Dorothy Parker said that “Los Angeles is 72 suburbs in search of a city” Embracing this fact means that you can start to enjoy the city which spans nearly 500 miles. One suburb, Santa Monica actually has a town centre, Third Street Promenade, which is pedestrianised no less, with a pier and a beautiful beach all in close proximity. For visitors this is an easy ‘to get your head around” area of Los Angeles. Angelenos like the Saturday Farmer’s market but otherwise some think the area is way too touristy. You can understand why; Third Street has the inevitable global chains such as H&M, Zara and Forever 21 which are a welcome sight if you have a teenage daughter who hasn’t yet grasped that she’s an international traveller rather than a tourist. But Third Street also has pavement cafes, at least two cinemas and a Barnes & Noble bookstore. Then there’s the street performers including, and who can argue that this is entertainment, – skate boarding dogs. Waking early because you are on a different time zone means you may catch Third Street being washed with disinfectant. So it may be sanitised, literally, and it may be touristy but it’s a good introduction to the city of angels for the non-Angelenos.

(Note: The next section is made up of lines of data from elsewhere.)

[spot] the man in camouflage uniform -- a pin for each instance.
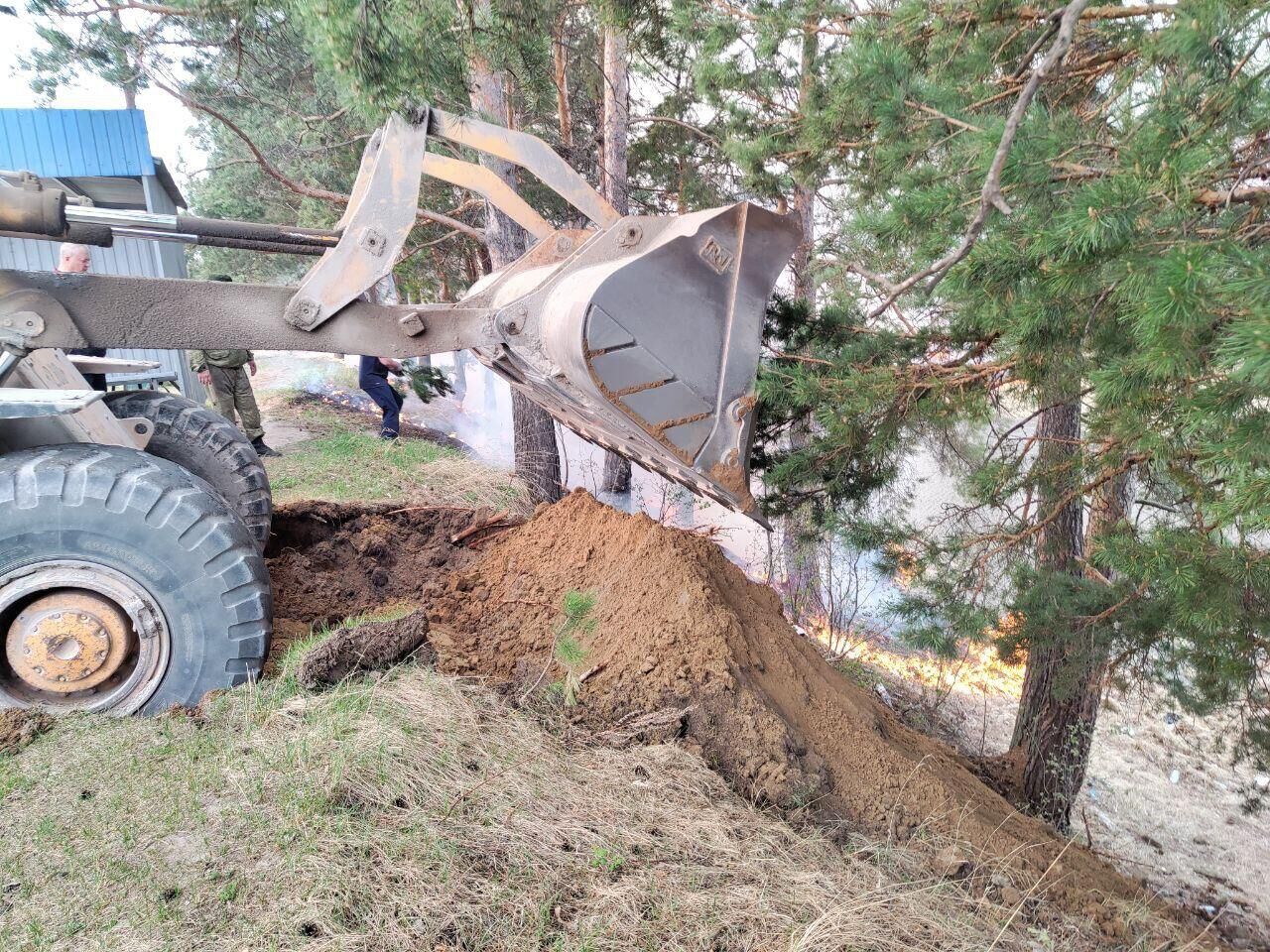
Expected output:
(226, 373)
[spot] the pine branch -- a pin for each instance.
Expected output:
(299, 186)
(1215, 198)
(991, 195)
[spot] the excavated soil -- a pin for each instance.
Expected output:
(18, 728)
(685, 644)
(330, 561)
(365, 648)
(681, 627)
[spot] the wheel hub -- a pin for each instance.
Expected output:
(68, 642)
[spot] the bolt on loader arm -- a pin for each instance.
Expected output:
(642, 333)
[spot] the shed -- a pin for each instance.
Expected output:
(103, 155)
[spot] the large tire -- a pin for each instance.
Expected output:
(194, 576)
(208, 445)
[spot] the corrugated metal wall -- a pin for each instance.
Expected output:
(151, 259)
(127, 257)
(71, 143)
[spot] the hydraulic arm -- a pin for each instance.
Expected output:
(640, 333)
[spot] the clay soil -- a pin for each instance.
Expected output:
(331, 561)
(680, 629)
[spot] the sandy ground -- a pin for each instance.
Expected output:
(1161, 800)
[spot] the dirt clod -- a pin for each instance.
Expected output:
(18, 728)
(683, 629)
(363, 648)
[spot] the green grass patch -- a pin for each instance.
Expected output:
(344, 465)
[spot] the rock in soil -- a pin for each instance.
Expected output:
(366, 648)
(18, 728)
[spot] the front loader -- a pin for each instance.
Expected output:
(131, 576)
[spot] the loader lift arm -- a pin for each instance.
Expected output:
(640, 334)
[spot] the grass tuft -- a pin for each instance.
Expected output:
(416, 811)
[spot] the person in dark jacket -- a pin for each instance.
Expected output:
(226, 375)
(76, 259)
(372, 376)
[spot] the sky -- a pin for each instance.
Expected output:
(167, 119)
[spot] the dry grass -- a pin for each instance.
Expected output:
(1161, 801)
(414, 811)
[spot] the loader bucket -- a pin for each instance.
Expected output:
(647, 340)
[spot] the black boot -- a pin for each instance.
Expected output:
(262, 449)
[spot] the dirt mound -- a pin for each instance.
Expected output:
(363, 648)
(330, 561)
(679, 626)
(18, 728)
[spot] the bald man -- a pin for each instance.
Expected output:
(76, 259)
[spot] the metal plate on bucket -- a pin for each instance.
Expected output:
(647, 340)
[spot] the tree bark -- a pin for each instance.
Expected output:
(1064, 678)
(538, 458)
(801, 549)
(559, 73)
(615, 185)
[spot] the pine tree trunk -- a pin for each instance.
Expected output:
(1062, 682)
(538, 458)
(615, 185)
(561, 77)
(801, 549)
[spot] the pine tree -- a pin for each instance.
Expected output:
(1053, 271)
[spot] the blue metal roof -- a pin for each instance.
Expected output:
(75, 143)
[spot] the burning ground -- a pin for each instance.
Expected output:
(414, 809)
(685, 645)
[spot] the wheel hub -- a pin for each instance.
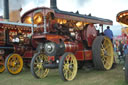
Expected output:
(39, 65)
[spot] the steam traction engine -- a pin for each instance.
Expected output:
(15, 46)
(64, 40)
(61, 40)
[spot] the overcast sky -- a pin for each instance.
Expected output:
(100, 8)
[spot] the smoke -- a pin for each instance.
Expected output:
(81, 3)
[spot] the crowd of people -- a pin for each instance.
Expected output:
(121, 48)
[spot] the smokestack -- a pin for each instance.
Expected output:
(6, 9)
(53, 4)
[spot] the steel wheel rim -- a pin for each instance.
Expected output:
(70, 67)
(38, 66)
(107, 53)
(15, 64)
(2, 67)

After Santa Monica, you may be ready for a less chi chi side of the city and downtown is certainly that. It still feels very urban but a visit to Baco Mercat reveals the regeneration that has taken place over the last few years. The restaurant opened the second week of November 2011 and Chef Josef Centeno told us ‘Five years ago you couldn’t have walked down South Main Street’. According to Josef cheaper rents mean cheaper menus. Mercat has a cool industrial design and a friendly informal atmosphere. Josef’s signature dish is a Baco, a type of sandwich which when rolled flat becomes a ‘coco’. Inspired by a Spanish version of a pizza, it’s a very skinny flatbread which feels like carbs without the guilt. Americans are much more familiar with flat bread restaurants than the Brits.
On the same street, S. Main Street, is a brilliant Vietnamese restaurant called Blossom. Vietnamese food is as familiar to the Americans as Indian food is to us Brits so a minority of Angeleno reviews were able to say it didn’t serve the best or cheapest ‘Pho’ in town although we tought the food was delicious and really fresh.

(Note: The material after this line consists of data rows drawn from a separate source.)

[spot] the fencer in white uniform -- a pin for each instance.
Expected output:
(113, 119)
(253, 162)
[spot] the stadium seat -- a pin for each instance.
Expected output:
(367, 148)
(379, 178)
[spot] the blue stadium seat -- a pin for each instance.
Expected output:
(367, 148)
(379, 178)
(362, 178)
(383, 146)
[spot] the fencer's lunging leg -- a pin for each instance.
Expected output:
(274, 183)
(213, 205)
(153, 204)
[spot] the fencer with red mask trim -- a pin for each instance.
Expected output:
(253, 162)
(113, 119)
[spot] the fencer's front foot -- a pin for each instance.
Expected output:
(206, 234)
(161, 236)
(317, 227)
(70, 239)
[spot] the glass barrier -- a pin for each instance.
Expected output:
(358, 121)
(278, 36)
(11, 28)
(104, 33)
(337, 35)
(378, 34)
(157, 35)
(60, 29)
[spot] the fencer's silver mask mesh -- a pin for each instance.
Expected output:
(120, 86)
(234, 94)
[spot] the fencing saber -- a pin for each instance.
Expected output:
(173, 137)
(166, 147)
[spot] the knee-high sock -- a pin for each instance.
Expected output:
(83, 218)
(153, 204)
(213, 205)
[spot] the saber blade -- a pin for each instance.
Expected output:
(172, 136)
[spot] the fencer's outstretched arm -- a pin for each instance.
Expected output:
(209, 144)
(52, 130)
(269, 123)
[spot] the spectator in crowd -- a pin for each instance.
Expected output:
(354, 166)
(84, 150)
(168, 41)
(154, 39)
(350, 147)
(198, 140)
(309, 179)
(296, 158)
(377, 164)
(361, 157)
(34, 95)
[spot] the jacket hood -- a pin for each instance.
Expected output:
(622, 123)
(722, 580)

Pete’s Bar and Cafe had a great atmosphere; it managed to be buzzy and relaxed at the same time and it’s open till 2am. Situated at the corner of 4th and Main the interior has a mosaic tile floor from 1906 and dark wood panelling. There’s a good selection of beers including Guinness and the cucumber cocktail is lovely. There’s also a restaurant if you want to eat.

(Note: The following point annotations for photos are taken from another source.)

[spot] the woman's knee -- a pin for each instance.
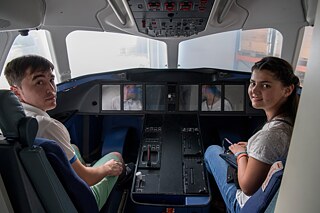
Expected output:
(118, 155)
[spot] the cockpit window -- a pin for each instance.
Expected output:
(96, 52)
(234, 50)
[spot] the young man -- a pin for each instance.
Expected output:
(31, 78)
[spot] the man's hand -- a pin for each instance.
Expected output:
(114, 167)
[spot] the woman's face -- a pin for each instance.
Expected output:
(266, 92)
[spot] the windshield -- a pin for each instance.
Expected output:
(95, 52)
(235, 50)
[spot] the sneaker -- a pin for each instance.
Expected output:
(127, 174)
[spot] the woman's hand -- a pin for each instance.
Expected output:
(238, 147)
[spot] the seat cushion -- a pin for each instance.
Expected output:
(79, 192)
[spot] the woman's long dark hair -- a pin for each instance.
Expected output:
(283, 72)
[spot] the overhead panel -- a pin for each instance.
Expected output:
(162, 18)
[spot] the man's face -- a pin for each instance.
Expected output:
(37, 89)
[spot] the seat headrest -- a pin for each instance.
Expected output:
(13, 121)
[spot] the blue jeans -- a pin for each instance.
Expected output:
(218, 168)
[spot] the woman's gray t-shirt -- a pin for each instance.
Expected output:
(268, 145)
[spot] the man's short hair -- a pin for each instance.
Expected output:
(17, 68)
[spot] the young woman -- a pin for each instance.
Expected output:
(273, 88)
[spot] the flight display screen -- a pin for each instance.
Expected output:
(184, 98)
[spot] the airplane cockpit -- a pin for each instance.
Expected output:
(160, 82)
(161, 120)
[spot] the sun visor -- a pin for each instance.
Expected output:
(21, 14)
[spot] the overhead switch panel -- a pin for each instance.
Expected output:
(163, 18)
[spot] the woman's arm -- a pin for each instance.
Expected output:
(251, 172)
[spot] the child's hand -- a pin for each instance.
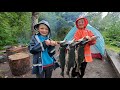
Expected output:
(54, 43)
(88, 37)
(48, 42)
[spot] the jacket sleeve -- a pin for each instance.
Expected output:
(33, 47)
(91, 42)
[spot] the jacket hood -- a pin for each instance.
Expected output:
(45, 23)
(85, 22)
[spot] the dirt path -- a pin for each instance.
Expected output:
(96, 69)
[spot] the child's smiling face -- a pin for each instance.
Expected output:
(43, 29)
(81, 23)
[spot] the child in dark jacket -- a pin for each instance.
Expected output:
(43, 49)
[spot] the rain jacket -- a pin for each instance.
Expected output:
(38, 47)
(82, 33)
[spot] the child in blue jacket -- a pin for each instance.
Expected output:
(43, 49)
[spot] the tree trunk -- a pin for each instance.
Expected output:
(34, 20)
(16, 49)
(19, 63)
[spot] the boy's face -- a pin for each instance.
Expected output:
(81, 23)
(43, 29)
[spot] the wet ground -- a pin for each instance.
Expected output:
(96, 69)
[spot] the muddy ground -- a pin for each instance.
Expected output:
(96, 69)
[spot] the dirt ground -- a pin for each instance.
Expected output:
(96, 69)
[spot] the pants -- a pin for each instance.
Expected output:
(82, 68)
(46, 73)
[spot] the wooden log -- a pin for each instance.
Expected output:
(19, 63)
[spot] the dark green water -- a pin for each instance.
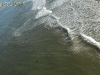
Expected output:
(44, 53)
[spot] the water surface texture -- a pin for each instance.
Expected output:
(44, 37)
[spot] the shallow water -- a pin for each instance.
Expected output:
(47, 54)
(41, 49)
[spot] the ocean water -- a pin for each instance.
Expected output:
(44, 37)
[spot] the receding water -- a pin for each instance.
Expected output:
(44, 53)
(29, 46)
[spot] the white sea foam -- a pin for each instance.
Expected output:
(43, 12)
(38, 4)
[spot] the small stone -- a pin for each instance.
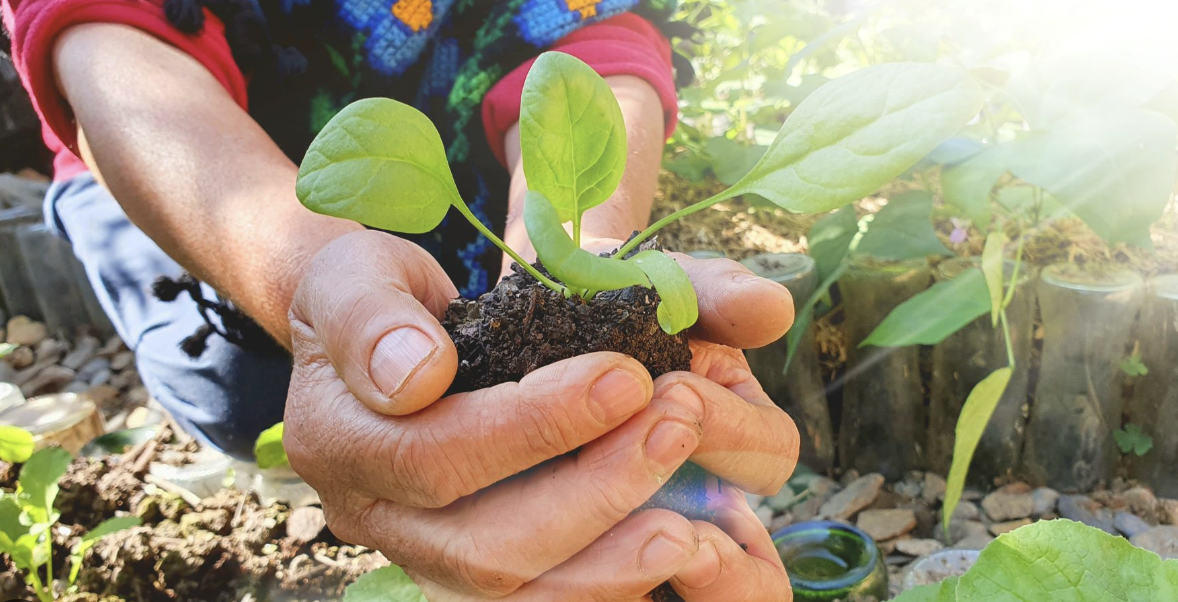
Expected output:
(1162, 541)
(918, 547)
(1045, 500)
(1130, 524)
(766, 515)
(24, 331)
(940, 567)
(1140, 501)
(1084, 510)
(887, 524)
(1001, 505)
(84, 351)
(305, 523)
(858, 495)
(1007, 527)
(934, 488)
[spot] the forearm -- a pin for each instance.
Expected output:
(190, 167)
(629, 207)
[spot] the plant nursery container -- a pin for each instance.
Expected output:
(963, 361)
(1087, 316)
(798, 390)
(882, 428)
(1155, 402)
(829, 561)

On Seventh, Bottega Louie is a beautiful high ceilinged, light restaurant with lots of elegant carerra marble which meant it looked amazing but the acoustics weren’t great. It was still busy at 3pm on a Thursday so the locals seem to love it. The pasta dishes were excellent and there’s a spectacular patisserie at the entrance to the building.
So, if you are still searching for that city in amongst the angels, don’t fret the suburbs have loads of lovely food to eat while you are looking.